Right now, Mark is enjoying exploring his many options, both in the classroom and out, at the university in Stanford, California.
The 19-year-old Oneida Indian Nation member is looking into joining Stanford’s chapter of the American Indian Science and Engineering Society as well as the Model United Nations program. He’s also interested in a program where university students travel to San Jose to tutor Native grade school students.
“There is a tremendous amount of opportunities at Stanford and I am going to explore as much as possible until I find what interests me the most,” Mark said.
He’s not new to Model United Nations programs either. While a sophomore at Manlius Pebble Hill School in Dewitt, New York he won an international award for delegate excellence while in Montreal, Canada for a Model U.N. event.
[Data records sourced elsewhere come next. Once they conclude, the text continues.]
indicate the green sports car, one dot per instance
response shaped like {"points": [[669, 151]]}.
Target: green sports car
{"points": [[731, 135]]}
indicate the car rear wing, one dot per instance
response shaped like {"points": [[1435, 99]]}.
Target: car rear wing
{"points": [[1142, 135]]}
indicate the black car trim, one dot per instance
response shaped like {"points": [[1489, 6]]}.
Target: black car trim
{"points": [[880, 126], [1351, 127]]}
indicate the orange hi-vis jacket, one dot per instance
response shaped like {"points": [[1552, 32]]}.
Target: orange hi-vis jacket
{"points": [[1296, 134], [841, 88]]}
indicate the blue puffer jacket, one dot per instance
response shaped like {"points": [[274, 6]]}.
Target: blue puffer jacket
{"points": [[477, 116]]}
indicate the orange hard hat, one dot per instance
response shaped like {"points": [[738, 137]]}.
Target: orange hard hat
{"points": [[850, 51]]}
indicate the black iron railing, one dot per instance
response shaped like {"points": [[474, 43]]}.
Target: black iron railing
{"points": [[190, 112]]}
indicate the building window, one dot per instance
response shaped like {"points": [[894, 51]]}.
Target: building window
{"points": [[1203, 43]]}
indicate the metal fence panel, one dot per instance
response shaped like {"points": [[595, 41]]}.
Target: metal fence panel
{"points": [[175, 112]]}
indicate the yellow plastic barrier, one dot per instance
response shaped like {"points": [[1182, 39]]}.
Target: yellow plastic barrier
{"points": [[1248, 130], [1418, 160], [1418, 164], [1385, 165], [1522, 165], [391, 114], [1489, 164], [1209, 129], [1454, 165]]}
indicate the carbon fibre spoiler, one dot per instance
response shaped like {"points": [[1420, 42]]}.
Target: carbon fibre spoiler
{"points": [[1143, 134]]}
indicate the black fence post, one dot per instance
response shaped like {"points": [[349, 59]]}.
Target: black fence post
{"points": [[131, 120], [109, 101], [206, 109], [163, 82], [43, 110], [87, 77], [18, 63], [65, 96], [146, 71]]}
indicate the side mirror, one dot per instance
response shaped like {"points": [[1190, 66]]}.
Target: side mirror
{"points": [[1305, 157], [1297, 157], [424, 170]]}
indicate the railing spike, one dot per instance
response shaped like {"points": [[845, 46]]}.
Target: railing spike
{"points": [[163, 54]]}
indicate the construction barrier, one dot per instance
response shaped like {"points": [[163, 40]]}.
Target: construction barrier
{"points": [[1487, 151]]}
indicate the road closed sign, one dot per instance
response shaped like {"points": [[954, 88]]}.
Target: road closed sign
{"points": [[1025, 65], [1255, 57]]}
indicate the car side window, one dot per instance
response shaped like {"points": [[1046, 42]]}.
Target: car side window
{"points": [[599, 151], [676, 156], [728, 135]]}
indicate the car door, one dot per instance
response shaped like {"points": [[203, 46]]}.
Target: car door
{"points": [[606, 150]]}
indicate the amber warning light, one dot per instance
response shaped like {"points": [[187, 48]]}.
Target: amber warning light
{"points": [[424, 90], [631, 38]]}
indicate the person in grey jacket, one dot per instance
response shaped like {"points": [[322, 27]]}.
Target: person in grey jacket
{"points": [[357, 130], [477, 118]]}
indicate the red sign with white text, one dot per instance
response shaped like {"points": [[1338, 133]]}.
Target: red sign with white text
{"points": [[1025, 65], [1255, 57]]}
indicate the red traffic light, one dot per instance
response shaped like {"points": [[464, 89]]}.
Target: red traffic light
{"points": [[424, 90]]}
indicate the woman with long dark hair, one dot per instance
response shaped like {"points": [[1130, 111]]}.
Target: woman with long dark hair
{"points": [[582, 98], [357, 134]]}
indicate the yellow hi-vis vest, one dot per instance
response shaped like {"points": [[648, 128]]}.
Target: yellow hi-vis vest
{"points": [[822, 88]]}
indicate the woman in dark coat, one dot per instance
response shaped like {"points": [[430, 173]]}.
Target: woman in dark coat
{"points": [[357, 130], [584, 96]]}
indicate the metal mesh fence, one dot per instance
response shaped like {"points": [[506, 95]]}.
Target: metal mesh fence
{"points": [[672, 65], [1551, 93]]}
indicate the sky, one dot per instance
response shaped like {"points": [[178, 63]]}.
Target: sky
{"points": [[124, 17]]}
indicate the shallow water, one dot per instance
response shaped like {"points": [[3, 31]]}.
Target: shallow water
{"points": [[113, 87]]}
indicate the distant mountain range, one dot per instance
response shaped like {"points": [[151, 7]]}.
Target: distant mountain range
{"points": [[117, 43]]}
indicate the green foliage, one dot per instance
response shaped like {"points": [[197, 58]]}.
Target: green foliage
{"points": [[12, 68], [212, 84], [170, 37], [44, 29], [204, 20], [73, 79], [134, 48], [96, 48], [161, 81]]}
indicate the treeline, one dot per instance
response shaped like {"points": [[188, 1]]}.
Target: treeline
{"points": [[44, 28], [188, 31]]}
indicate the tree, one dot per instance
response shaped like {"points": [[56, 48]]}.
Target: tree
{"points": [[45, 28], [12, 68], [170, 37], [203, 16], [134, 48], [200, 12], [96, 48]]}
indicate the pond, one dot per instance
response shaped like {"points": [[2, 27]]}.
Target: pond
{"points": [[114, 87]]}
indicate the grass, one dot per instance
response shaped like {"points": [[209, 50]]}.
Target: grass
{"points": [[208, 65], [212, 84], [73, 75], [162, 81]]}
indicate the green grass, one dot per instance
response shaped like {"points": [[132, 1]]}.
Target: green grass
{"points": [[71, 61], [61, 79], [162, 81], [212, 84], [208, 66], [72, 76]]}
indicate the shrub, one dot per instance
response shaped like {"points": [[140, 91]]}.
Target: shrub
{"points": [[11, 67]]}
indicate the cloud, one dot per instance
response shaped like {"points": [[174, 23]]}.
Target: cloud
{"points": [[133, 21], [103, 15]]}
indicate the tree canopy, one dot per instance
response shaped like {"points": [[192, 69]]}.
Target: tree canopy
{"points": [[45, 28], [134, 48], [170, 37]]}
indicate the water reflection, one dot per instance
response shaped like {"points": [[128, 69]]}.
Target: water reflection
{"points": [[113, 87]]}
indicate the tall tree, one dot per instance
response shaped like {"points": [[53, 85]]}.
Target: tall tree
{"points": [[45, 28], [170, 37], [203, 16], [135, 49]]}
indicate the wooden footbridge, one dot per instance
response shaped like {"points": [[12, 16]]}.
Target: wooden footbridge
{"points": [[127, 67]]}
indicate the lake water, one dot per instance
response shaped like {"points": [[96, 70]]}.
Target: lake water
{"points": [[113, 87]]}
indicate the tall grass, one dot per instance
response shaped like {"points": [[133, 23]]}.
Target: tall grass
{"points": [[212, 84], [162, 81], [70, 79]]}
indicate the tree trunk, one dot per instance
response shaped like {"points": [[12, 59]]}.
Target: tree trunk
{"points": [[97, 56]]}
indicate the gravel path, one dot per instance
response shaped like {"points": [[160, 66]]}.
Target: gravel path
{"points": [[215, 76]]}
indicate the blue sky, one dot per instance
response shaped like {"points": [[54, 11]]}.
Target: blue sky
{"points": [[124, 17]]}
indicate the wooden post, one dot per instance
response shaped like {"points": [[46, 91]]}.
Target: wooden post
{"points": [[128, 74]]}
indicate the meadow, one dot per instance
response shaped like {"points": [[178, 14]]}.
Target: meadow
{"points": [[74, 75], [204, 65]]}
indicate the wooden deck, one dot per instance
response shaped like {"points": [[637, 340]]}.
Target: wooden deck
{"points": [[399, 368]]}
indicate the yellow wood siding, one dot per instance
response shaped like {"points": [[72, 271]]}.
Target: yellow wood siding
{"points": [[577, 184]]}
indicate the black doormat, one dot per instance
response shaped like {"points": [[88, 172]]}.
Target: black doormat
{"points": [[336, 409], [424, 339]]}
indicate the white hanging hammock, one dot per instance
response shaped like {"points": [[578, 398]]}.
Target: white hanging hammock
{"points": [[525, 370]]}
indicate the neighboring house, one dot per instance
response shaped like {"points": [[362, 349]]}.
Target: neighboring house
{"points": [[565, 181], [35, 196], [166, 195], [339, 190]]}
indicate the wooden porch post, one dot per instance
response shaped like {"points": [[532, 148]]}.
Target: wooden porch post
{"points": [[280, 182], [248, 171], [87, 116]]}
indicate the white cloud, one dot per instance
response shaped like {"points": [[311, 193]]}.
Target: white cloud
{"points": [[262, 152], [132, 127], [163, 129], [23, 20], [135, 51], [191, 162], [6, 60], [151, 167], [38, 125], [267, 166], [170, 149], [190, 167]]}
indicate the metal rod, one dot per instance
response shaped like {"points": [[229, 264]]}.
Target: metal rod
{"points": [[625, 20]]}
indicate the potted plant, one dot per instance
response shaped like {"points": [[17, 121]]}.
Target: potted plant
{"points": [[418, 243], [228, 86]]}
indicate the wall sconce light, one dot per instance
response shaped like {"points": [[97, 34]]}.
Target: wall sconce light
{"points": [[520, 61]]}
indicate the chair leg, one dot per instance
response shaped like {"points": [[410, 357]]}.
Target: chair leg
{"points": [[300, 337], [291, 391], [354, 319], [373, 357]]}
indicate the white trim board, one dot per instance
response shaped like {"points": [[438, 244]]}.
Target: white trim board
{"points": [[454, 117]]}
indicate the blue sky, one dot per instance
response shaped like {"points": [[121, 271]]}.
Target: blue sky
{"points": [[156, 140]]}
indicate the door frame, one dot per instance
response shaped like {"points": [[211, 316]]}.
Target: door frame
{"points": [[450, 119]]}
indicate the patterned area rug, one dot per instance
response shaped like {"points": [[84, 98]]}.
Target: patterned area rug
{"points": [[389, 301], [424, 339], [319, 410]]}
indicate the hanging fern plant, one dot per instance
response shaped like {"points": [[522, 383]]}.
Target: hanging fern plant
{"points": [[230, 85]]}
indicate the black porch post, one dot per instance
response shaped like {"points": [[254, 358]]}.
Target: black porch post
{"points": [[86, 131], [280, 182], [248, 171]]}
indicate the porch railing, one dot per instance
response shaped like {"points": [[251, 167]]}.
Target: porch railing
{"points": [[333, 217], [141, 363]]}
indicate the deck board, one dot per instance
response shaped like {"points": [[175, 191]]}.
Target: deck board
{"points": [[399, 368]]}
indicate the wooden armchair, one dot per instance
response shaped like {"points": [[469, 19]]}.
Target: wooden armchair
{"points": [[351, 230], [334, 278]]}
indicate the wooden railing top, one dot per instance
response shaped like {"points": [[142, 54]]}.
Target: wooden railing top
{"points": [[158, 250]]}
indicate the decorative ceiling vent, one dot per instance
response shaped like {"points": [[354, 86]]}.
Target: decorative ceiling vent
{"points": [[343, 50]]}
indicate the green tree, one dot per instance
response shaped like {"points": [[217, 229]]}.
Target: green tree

He traveled all over North America with the program as well and served as undersecretary general for his school’s Model U.N. conference during his senior year.
“I helped coordinate and plan a conference attended by over 300 delegates from upstate New York,” he said.
And upstate New York is where his heart is and where he plans on coming back to, regardless of what career he ends up pursuing.
He has always been involved with his tribe and doesn’t plan on stopping just because he decided to move across the country to attend college.
Mark has been involved with the Oneida Nation’s Youth Work Learn Program since he was 13 and has spent the last three summers working at Four Directions Productions as an intern.
“Working at Four Directions has been an amazing opportunity that has allowed me to work with many talented people on a variety of projects,” Mark said. “As an intern I worked closely with the cinematography department where I helped film footage of the PGA Tour, the Notah Begay III Foundation Challenge, and a variety of documentary pieces for the Oneida Indian Nation. I was also able to learn a little bit about computer animation from the animation department at Four Directions Productions, which works on turning Oneida legends into short animated films. It ultimately sparked my interest in how technology can be used in education and cultural preservation.”
His advice to other Native American students is to “take school seriously and give one hundred percent in everything you pursue,” he said. “Also go to the library and read a lot of books about whatever you’re interested in. The ability to teach yourself, no matter what the subject, is an incredibly valuable skill and being a strong reader is the keystone to that skill.”